If serum levels of phosphorus increase to greater than the age appropriate upper limits, hold calcitriol therapy (initiate or increase phosphate binders until the levels of serum phosphorus decrease to age appropriate limits); resume therapy at half the previous dosage.

Children and Adolescents with CKD Stage 5: Serum calcium times phosphorus product (Ca x P) should not exceed 65 mg(2)/dL(2) for infants and children less than 12 years of age and 55 mg(2)/dL(2) for adolescents, serum phosphorus should be within target, serum calcium less than 10 mg/dL.

PTH 300 to 500 pg/mL: 0.0075 mcg/kg orally or IV per dialysis session (3 times/week); not to exceed 0.25 mcg daily.

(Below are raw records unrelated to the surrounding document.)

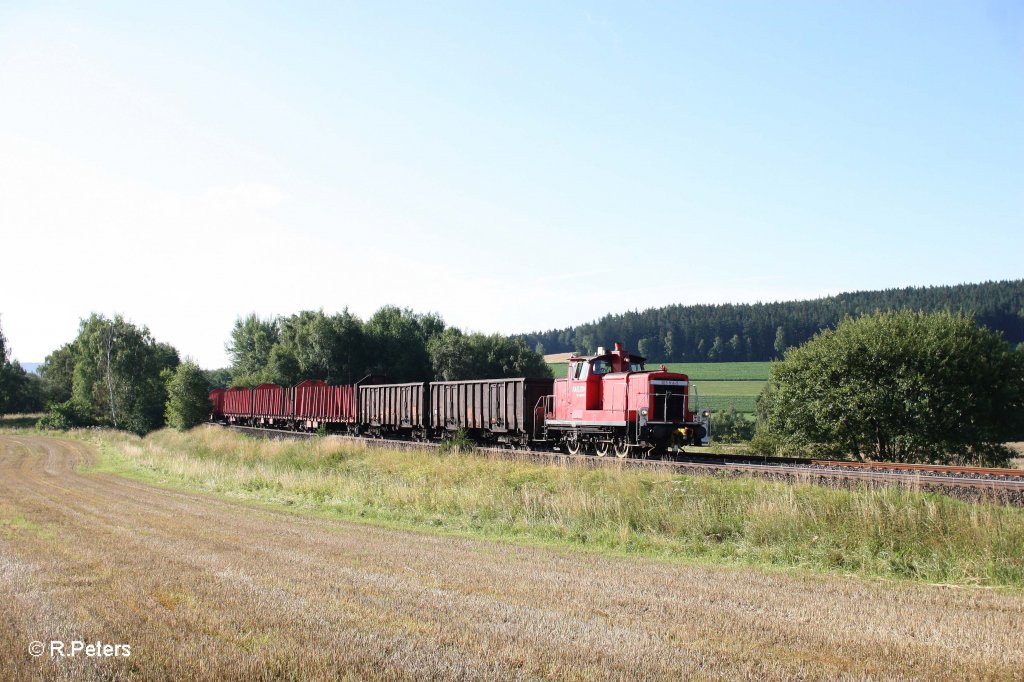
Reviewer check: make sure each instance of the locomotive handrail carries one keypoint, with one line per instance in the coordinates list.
(542, 409)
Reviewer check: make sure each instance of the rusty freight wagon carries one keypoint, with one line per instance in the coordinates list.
(272, 405)
(317, 403)
(397, 409)
(238, 405)
(501, 410)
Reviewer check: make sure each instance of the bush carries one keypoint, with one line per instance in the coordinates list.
(898, 386)
(64, 416)
(187, 396)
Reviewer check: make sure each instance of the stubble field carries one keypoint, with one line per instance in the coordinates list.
(203, 587)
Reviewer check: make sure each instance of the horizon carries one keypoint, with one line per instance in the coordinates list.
(511, 169)
(38, 363)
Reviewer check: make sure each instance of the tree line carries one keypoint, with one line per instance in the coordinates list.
(763, 331)
(20, 391)
(115, 374)
(395, 343)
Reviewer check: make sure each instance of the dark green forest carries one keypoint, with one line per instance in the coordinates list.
(763, 331)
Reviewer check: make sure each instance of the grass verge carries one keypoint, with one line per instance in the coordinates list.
(890, 533)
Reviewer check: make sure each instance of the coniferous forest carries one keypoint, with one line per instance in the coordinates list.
(763, 331)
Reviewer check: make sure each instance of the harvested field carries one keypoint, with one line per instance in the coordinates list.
(205, 588)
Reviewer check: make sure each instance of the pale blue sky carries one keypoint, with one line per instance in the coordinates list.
(512, 167)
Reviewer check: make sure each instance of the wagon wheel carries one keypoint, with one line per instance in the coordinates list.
(573, 444)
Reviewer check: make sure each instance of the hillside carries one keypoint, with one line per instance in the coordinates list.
(758, 332)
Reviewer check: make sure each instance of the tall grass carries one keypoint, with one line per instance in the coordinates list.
(882, 533)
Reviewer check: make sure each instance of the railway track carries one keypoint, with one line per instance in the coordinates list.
(975, 483)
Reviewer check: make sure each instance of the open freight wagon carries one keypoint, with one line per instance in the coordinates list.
(498, 410)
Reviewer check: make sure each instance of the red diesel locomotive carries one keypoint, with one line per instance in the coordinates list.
(610, 403)
(607, 403)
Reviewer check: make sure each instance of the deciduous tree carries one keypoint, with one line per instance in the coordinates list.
(900, 386)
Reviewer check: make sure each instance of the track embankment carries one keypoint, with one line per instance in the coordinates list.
(204, 588)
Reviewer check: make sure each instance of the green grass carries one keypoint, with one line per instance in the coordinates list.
(878, 533)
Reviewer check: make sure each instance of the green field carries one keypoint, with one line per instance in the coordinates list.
(719, 384)
(718, 395)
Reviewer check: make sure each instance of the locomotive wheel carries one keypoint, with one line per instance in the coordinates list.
(573, 445)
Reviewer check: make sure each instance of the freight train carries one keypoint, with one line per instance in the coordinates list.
(607, 403)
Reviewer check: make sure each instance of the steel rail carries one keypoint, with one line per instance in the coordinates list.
(1010, 491)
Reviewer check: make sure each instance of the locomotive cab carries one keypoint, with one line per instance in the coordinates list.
(610, 402)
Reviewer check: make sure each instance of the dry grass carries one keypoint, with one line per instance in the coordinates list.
(204, 588)
(884, 533)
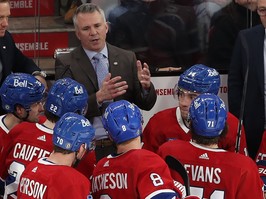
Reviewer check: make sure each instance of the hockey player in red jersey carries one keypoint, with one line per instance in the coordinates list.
(29, 141)
(21, 96)
(262, 171)
(132, 172)
(262, 150)
(213, 172)
(53, 177)
(194, 81)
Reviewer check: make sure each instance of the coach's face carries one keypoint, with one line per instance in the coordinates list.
(91, 30)
(4, 14)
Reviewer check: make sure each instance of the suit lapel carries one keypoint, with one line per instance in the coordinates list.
(84, 63)
(259, 55)
(113, 57)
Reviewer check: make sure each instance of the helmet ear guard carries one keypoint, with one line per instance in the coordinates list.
(201, 79)
(21, 89)
(208, 115)
(67, 95)
(123, 121)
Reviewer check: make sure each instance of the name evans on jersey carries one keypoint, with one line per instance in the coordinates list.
(204, 173)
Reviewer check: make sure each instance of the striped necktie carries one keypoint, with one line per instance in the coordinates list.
(101, 68)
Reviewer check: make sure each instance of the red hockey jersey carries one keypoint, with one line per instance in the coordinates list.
(168, 125)
(215, 173)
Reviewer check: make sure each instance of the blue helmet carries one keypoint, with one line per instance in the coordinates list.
(200, 78)
(72, 130)
(208, 115)
(67, 95)
(123, 121)
(20, 88)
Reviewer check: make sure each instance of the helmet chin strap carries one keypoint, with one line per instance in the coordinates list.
(76, 160)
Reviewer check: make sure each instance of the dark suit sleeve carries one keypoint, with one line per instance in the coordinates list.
(135, 93)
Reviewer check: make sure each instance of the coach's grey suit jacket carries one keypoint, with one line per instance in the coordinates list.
(248, 52)
(77, 66)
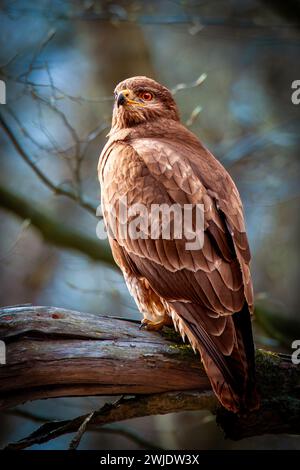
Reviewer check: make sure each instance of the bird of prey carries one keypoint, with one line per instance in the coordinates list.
(151, 159)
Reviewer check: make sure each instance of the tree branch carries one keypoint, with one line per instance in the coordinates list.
(54, 230)
(52, 352)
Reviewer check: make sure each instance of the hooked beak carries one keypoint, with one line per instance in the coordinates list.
(127, 97)
(121, 99)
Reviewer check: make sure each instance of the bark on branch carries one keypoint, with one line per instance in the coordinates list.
(52, 352)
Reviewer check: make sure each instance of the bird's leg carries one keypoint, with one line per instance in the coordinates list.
(156, 326)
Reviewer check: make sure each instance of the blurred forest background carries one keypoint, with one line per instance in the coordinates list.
(231, 65)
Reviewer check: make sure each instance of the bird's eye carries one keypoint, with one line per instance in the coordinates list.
(146, 96)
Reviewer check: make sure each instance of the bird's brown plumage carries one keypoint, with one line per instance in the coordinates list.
(150, 158)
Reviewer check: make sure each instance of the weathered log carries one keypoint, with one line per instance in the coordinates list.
(53, 352)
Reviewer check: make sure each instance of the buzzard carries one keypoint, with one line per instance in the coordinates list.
(151, 159)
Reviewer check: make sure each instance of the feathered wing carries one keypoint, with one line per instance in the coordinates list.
(208, 291)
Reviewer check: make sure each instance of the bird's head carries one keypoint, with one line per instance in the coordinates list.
(141, 99)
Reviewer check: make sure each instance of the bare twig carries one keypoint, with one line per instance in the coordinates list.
(53, 229)
(58, 190)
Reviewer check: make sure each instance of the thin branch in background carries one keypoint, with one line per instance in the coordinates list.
(123, 431)
(42, 176)
(53, 229)
(79, 434)
(24, 226)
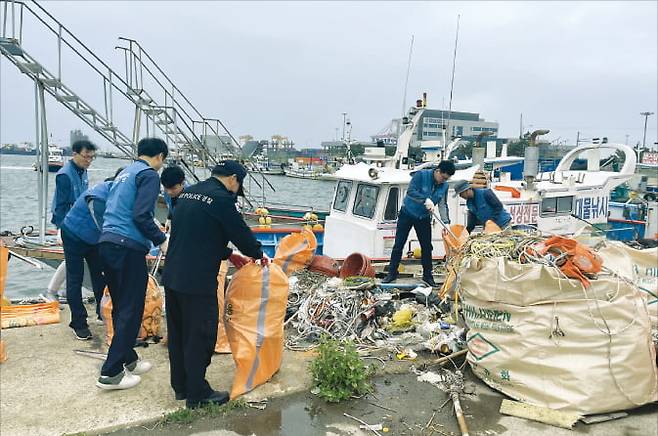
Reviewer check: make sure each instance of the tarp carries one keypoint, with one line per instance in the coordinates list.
(552, 342)
(638, 266)
(18, 315)
(151, 319)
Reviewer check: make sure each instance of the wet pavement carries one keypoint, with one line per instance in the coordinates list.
(401, 404)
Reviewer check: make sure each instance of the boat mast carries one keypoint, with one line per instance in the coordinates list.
(452, 80)
(406, 83)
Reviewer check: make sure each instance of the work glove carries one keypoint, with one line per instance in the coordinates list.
(264, 261)
(238, 260)
(165, 245)
(429, 204)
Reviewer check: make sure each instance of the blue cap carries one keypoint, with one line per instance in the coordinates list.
(461, 186)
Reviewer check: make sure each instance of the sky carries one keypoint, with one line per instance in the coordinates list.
(293, 68)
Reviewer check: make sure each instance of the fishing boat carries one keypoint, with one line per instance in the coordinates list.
(367, 196)
(299, 171)
(55, 159)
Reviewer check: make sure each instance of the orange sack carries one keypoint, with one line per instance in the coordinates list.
(221, 345)
(4, 258)
(256, 302)
(296, 251)
(151, 319)
(574, 259)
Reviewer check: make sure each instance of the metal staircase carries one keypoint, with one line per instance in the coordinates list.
(182, 125)
(174, 114)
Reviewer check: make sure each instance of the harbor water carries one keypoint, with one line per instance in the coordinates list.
(19, 207)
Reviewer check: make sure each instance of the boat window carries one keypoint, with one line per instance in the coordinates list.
(391, 211)
(549, 206)
(366, 200)
(343, 190)
(556, 206)
(564, 204)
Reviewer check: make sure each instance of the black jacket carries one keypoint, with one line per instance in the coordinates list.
(204, 221)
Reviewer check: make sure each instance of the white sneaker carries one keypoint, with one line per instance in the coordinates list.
(123, 380)
(139, 367)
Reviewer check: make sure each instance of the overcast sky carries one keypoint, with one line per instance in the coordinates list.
(292, 68)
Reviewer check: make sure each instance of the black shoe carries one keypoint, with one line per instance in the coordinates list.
(216, 398)
(429, 281)
(83, 334)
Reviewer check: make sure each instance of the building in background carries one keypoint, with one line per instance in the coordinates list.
(433, 122)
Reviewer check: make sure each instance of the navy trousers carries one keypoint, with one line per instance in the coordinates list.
(127, 276)
(423, 227)
(191, 336)
(76, 251)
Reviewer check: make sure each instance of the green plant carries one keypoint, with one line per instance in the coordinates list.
(186, 416)
(338, 372)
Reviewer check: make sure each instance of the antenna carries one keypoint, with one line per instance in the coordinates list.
(452, 80)
(406, 82)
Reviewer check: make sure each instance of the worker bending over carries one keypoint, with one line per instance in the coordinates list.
(128, 231)
(205, 221)
(427, 189)
(173, 182)
(483, 205)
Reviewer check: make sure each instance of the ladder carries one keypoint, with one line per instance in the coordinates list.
(13, 16)
(175, 117)
(182, 123)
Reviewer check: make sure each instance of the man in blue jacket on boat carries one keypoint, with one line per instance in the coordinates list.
(483, 205)
(81, 230)
(427, 189)
(128, 231)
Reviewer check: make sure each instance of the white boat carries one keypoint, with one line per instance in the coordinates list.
(300, 172)
(55, 159)
(368, 196)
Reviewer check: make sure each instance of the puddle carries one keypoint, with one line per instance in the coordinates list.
(398, 402)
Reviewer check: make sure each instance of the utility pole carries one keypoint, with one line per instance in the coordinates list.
(521, 126)
(344, 116)
(644, 137)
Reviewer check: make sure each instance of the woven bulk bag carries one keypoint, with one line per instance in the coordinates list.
(553, 342)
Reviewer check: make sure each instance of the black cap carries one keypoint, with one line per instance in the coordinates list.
(230, 167)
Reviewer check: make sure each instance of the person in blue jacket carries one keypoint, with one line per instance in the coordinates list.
(128, 231)
(173, 182)
(427, 189)
(81, 230)
(483, 205)
(70, 181)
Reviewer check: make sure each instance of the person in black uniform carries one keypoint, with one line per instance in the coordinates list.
(206, 220)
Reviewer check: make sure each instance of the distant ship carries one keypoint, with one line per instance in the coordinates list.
(55, 159)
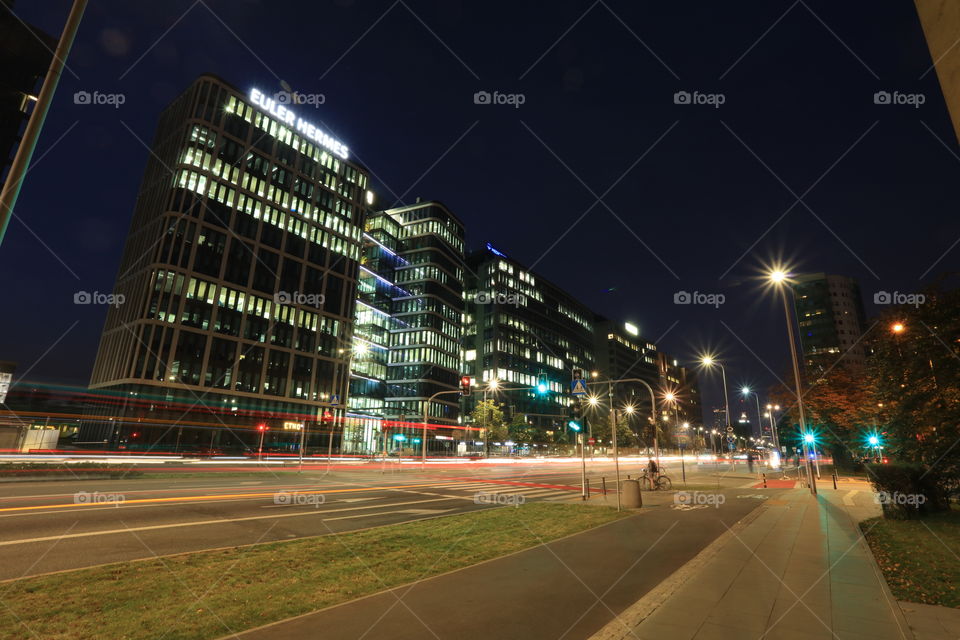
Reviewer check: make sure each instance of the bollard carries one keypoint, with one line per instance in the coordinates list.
(630, 494)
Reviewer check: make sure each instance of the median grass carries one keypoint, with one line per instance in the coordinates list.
(920, 558)
(12, 470)
(212, 594)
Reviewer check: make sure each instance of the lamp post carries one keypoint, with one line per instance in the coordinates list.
(262, 429)
(774, 434)
(778, 278)
(613, 425)
(708, 361)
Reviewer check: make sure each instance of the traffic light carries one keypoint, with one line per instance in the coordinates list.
(576, 414)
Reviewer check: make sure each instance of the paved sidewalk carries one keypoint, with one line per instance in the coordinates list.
(799, 571)
(568, 588)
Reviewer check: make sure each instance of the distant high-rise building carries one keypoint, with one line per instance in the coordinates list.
(523, 330)
(622, 353)
(238, 282)
(831, 319)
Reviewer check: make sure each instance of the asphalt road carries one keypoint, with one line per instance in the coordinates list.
(52, 526)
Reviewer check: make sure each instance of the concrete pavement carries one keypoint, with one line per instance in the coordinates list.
(799, 571)
(568, 588)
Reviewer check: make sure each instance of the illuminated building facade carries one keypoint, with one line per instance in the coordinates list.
(239, 277)
(409, 325)
(831, 319)
(622, 353)
(522, 329)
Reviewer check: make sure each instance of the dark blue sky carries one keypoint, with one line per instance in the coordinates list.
(696, 187)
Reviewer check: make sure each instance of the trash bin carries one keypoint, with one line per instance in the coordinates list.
(630, 494)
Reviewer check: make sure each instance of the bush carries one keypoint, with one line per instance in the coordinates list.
(908, 490)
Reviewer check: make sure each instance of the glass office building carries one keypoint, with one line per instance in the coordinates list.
(831, 318)
(521, 330)
(239, 280)
(408, 328)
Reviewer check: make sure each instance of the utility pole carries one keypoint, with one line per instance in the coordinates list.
(21, 161)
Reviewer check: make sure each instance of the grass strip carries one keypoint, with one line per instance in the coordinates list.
(920, 558)
(212, 594)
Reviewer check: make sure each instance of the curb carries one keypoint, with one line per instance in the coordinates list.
(623, 625)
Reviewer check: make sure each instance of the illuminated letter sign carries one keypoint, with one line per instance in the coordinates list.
(303, 127)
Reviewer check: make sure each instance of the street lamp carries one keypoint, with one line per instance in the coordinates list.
(708, 361)
(747, 391)
(777, 278)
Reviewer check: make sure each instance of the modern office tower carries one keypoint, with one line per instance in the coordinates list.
(622, 353)
(831, 319)
(684, 384)
(521, 329)
(238, 281)
(409, 325)
(25, 54)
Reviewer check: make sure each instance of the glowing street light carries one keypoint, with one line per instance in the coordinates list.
(777, 277)
(746, 391)
(708, 361)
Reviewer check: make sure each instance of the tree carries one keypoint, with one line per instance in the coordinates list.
(488, 416)
(915, 377)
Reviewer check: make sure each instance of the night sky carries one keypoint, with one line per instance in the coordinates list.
(686, 189)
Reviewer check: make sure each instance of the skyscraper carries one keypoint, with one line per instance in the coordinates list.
(521, 330)
(831, 319)
(409, 323)
(237, 285)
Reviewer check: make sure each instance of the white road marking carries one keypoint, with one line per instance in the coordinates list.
(210, 522)
(419, 512)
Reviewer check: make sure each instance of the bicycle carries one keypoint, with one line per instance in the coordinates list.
(661, 482)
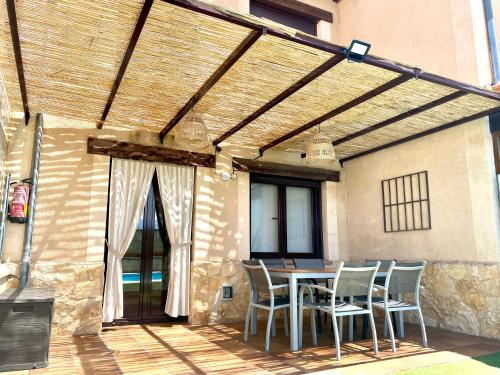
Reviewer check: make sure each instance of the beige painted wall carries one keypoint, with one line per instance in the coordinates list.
(464, 204)
(446, 37)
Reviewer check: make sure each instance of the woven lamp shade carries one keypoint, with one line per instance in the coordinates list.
(320, 150)
(192, 133)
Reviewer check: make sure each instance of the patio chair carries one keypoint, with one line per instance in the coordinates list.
(402, 278)
(312, 263)
(262, 296)
(349, 282)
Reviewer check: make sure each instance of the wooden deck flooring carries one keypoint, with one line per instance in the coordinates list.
(219, 349)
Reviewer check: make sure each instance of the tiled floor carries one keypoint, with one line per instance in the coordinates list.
(219, 349)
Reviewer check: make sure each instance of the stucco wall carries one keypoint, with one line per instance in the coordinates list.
(446, 37)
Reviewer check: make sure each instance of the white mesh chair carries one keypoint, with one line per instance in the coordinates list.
(402, 278)
(348, 283)
(262, 296)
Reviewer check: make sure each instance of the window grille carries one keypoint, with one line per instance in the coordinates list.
(406, 203)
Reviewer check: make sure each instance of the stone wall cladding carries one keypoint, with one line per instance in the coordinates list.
(78, 295)
(206, 304)
(462, 297)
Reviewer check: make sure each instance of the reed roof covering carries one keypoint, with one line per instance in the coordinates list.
(72, 52)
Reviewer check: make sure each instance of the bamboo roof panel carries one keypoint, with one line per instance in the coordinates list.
(71, 52)
(443, 114)
(339, 85)
(270, 67)
(176, 53)
(407, 96)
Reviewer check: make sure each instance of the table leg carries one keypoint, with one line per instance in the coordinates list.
(294, 330)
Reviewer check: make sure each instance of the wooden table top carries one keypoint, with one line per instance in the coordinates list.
(311, 270)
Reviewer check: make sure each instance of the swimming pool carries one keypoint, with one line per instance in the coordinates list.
(132, 278)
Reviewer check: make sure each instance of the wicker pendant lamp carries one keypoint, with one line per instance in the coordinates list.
(192, 133)
(320, 149)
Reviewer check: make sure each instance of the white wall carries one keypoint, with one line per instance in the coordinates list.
(463, 198)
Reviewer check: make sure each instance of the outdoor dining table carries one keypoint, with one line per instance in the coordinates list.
(294, 274)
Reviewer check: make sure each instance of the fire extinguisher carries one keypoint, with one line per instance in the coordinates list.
(18, 211)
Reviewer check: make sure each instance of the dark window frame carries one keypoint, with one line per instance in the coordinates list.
(287, 16)
(410, 199)
(316, 223)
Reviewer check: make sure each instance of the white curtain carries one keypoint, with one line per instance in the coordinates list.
(176, 187)
(130, 183)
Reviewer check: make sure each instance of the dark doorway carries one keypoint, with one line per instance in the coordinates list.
(146, 264)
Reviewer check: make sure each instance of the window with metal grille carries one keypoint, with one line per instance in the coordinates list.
(303, 23)
(406, 203)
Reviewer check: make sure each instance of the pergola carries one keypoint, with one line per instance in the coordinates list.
(144, 65)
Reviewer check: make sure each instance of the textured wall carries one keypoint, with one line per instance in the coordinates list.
(463, 198)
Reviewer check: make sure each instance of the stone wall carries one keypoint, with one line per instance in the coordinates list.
(462, 297)
(206, 304)
(78, 295)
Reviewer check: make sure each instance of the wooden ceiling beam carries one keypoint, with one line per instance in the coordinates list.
(285, 94)
(251, 38)
(278, 169)
(16, 43)
(127, 150)
(424, 133)
(400, 117)
(337, 111)
(126, 59)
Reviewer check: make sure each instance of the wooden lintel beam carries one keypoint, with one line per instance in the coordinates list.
(308, 40)
(251, 38)
(402, 116)
(16, 44)
(126, 59)
(337, 111)
(424, 133)
(285, 94)
(277, 169)
(126, 150)
(300, 8)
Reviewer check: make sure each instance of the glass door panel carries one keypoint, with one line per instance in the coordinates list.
(160, 261)
(145, 264)
(132, 274)
(264, 222)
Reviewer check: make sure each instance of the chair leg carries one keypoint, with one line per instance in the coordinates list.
(273, 326)
(247, 320)
(285, 320)
(374, 333)
(401, 325)
(301, 324)
(391, 329)
(253, 325)
(313, 328)
(341, 329)
(268, 330)
(422, 326)
(337, 339)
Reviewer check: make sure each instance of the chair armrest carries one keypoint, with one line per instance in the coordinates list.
(278, 286)
(379, 288)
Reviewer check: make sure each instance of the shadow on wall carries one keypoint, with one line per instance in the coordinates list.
(220, 219)
(71, 200)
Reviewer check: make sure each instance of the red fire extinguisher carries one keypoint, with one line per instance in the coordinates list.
(18, 212)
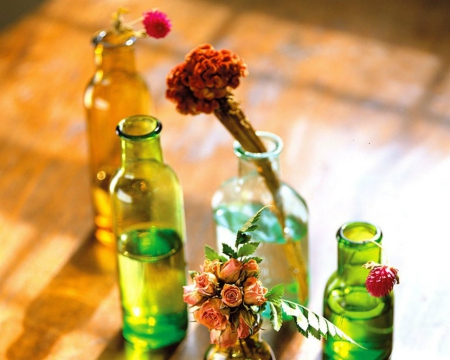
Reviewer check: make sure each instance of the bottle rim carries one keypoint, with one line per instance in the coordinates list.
(100, 38)
(343, 234)
(273, 143)
(138, 127)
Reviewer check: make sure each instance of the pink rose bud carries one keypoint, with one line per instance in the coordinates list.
(231, 295)
(206, 283)
(190, 295)
(211, 315)
(251, 268)
(225, 338)
(254, 292)
(230, 271)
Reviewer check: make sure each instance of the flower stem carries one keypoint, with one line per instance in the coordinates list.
(233, 118)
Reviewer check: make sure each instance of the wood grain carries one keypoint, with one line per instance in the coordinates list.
(358, 90)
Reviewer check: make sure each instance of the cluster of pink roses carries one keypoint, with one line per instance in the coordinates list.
(224, 294)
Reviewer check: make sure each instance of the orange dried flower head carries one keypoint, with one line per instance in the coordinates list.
(205, 76)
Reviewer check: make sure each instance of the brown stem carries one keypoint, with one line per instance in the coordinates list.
(233, 118)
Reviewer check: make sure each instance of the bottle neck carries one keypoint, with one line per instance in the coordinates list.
(249, 163)
(114, 52)
(140, 140)
(357, 244)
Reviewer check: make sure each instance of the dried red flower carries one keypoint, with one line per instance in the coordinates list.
(156, 24)
(205, 76)
(381, 279)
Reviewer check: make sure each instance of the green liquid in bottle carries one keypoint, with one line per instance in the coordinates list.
(151, 277)
(366, 319)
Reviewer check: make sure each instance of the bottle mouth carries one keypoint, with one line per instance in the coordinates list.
(359, 232)
(111, 40)
(273, 143)
(138, 127)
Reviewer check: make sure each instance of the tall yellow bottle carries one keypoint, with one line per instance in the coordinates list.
(115, 92)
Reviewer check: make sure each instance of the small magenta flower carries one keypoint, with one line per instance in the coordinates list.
(156, 23)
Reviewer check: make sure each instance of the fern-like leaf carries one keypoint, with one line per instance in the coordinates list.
(275, 295)
(212, 254)
(250, 225)
(247, 249)
(309, 322)
(228, 250)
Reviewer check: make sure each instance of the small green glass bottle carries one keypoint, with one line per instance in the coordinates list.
(347, 304)
(149, 225)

PTH greater than 500 to 1000 pg/mL: 0.015 mcg/kg orally or IV per dialysis session (3 times/week); not to exceed 0.5 mcg daily.

PTH greater than 1000 pg/mL: 0.025 mcg/kg orally or IV per dialysis session (3 times/week); not to exceed 1 mcg daily.

Dosage adjustment: If iPTH decrease is less than 30% after 3 months of therapy and serum levels of calcium and phosphorus are within the target ranges based upon the CKD Stage 5, increase dosage by 50%.

No adjustments for renal impairment is recommended, however, patients with renal insufficiency are more prone to the development of hypercalcemia.

Some patients may respond to as little as 0.25 mcg every other day.

Most patients respond to 0.5 to 1 mcg orally once a day or 0.5 to 3 mcg IV 3 times a week.

Calcitriol should be withheld if hypercalcemia develops.

Serum calcium should be monitored once to twice a week during dose titration, and approximately once a month after stabilization of the dosage.